O poema de abertura de Movediço fala das impressões do poeta na metrópole que, apesar de se abrir a ele, às vezes, como manhã de maio, não possui, como a cidade da infância, o cheiro fértil dos quintais cobertos por caquis podres e a terra revolvida por minhocas e caramujos, na qual se forjou a voz poética que, no final do livro, se anuncia “antig[a] e/ movediç[a]/ como o mangue” – fértil, perene, mas sempre em mutação.
Acontecia às vezes
da cidade
se abrir como manhã de maio
na minha frente hoje
entanto há nem
vento solução
de nuvem manga
mordida no úmido quintal
onde minhocas caramujos caquis podres
MOVEDIÇO
sou antigo e
movediço
como o mangue
não sei
como não enlouqueci
aos 16
ainda tenho forças
pra destruir este quarto
este corpo os postes
da rua –
mas não posso
morrer não posso
não assim
maravilhado
A última estrofe de “Movediço”, ao retomar os versos de Ferreira Gullar – “Não quero morrer não quero/ apodrecer no poema” (GULLAR, F. “Arte poética”. In: Melhores poemas. Seleção e apresentação de Alfredo Bosi. São Paulo: Global, 2000, p 146) – instaurando, no entanto, um novo ritmo, por meio da divisão singular dos versos, e novos significados, ao mudar o verbo “querer” para “poder”, finaliza o poema que dá título ao livro, falando do maravilhamento dos olhos do poeta ao contemplar a vida, estado que o impulsiona para a criação poética marcada pela experiência viva, evitando, como Gullar, “que o cadáver de [suas] tardes/ [...] venha feder [na] manhã feliz” do leitor dos poemas.
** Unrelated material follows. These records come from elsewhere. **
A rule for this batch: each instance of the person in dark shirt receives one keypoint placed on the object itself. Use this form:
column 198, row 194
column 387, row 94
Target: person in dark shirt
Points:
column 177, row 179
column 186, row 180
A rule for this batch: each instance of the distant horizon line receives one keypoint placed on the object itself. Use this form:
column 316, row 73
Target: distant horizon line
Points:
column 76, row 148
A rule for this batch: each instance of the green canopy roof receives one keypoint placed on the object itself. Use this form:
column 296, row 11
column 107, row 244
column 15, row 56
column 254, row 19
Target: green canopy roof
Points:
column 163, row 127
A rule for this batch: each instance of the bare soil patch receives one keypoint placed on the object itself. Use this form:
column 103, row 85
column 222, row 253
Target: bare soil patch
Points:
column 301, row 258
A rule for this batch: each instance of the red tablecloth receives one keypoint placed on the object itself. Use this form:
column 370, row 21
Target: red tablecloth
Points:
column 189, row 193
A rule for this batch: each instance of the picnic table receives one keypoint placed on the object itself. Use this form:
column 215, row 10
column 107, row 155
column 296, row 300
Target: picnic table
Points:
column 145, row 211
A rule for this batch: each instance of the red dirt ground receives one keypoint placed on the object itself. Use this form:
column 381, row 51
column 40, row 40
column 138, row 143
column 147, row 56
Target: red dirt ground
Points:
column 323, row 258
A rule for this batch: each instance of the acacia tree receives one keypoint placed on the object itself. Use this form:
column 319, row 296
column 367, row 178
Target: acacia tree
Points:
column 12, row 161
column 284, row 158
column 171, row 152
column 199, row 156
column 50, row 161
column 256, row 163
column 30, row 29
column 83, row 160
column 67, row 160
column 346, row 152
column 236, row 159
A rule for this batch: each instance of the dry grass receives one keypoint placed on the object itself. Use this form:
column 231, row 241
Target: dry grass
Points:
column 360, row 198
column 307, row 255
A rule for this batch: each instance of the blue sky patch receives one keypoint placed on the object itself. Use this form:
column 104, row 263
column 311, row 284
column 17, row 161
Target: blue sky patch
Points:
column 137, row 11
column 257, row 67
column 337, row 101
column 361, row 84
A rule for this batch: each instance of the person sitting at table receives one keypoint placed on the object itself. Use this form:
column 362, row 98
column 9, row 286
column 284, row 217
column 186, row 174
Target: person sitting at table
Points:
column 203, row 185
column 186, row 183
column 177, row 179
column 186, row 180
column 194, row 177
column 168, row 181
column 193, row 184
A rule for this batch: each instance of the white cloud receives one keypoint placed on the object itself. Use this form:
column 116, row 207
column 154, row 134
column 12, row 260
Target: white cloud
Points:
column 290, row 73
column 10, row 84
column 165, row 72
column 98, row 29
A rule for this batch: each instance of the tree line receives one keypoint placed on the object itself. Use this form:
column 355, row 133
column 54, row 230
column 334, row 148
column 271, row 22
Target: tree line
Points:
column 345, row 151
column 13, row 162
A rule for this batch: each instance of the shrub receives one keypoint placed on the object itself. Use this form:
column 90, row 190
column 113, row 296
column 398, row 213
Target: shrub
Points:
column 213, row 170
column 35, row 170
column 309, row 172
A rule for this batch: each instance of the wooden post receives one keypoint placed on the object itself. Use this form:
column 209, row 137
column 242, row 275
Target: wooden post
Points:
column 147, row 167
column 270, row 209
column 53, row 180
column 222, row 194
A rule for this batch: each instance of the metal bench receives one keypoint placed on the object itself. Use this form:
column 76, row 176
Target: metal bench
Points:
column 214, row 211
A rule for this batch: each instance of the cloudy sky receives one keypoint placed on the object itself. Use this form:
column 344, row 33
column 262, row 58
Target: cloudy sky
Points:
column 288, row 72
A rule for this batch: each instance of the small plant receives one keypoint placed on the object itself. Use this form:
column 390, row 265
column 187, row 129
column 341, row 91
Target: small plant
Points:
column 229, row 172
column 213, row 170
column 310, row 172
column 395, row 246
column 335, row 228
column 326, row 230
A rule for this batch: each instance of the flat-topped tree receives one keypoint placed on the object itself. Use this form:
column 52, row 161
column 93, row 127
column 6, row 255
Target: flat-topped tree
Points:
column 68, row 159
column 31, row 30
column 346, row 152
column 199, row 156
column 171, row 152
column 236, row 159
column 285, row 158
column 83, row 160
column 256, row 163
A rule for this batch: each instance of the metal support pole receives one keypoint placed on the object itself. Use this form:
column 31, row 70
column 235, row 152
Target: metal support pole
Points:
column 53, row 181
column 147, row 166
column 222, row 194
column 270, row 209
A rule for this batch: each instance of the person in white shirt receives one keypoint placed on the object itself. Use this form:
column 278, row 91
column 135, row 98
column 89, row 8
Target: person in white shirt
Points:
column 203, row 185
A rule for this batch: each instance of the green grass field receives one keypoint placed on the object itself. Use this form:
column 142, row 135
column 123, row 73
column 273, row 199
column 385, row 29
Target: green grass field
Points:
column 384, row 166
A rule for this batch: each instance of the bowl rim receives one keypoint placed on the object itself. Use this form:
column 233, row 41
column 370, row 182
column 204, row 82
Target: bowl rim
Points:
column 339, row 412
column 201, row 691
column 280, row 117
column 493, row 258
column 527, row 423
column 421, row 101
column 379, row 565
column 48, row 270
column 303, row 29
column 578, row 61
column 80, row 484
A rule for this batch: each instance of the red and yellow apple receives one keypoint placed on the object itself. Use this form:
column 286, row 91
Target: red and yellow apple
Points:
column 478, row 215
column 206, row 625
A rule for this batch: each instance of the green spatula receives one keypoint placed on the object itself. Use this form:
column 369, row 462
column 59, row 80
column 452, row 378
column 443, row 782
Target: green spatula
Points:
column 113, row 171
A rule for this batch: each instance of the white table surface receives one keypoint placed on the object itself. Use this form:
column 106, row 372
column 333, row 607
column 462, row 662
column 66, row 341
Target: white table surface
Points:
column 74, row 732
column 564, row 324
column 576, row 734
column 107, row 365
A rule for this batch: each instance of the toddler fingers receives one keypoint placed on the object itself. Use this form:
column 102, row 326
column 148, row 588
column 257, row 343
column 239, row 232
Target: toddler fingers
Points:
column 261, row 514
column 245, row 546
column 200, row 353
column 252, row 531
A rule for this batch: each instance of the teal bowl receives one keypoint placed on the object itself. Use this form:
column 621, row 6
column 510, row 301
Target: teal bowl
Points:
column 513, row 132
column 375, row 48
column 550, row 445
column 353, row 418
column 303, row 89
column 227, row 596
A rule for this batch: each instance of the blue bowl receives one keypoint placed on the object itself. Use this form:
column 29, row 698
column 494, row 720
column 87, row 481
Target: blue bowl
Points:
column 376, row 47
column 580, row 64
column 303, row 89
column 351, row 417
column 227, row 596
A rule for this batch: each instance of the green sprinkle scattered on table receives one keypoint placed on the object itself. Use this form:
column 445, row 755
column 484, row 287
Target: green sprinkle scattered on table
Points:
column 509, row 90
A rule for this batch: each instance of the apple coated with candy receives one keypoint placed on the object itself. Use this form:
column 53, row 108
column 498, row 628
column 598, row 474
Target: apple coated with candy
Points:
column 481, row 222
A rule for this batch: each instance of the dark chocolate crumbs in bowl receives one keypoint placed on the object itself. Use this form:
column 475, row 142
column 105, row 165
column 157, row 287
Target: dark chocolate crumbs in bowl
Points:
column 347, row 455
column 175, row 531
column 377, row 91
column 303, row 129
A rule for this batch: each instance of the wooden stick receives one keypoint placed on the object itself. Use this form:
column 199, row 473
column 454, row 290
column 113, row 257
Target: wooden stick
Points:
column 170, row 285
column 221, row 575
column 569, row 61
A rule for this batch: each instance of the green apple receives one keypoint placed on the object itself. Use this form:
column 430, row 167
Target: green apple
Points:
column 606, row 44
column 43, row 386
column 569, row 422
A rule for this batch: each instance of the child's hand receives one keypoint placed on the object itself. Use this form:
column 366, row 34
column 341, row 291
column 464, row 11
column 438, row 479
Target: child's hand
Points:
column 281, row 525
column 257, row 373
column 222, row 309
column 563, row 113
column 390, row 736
O estado de maravilhamento marca um outro texto de Movediço, “Céu Azul”.
CÉU AZUL
O céu azul é o poético sem mediação
olho e céu se entendem
você fica do lado de fora
pensando nos seus problemas
de homem moderno comum
até que pede licença
e sai de fininho
com seu olho orgulhoso
que sabe
(você sabe)
mais que você
João Luiz Lafetá, citando comentários de Bachelar sobre as imagens derivadas do “céu azul”, nos lembra que, “no espelho sem moldura [do azul] [...] o mundo imaginado é posto antes do mundo representado, em que o conhecimento poético precede o conhecimento racional”. (LAFETÁ, J. L. Figuração da intimidade. São Paulo: Martins Fontes, 1986, p 166).
Os pensamentos racionais do homem moderno, não passíveis de apreender o poético – ou a Vontade que, de acordo com Schopenhauer, mora atrás dos fenômenos – são colocados, no poema de Fabrício, em oposição à contemplação maravilhada que consegue apreender o que existe por trás da representação do mundo.
A arte repete em suas obras as Idéias apreendidas por pura contemplação, o essencial e permanente de todos os fenômenos do mundo [...]. Sua única origem é o conhecimento da Idéia; seu único fim, a comunicação desse conhecimento [...]. A arte [...] retira o objeto de sua contemplação da torrente do curso do mundo e o isola diante de si; e esse particular, que era na torrente fugidia uma parte ínfima a desaparecer, torna-se um representante do todo (SCHOPENHAUER, A. Metafísica do Belo. Trad. Apres. e notas de Jair Barbosa. São Paulo: Editora UNESP, 2003, p 59).
Corsaletti, ao apontar a experiência de ver o poético como ato passível de ser realizado pelo leitor – “você” –, coloca a apreensão da poesia ao alcance de todos. Transformar essa intuição do poético em arte, no entanto, exige o trabalho posterior do poeta".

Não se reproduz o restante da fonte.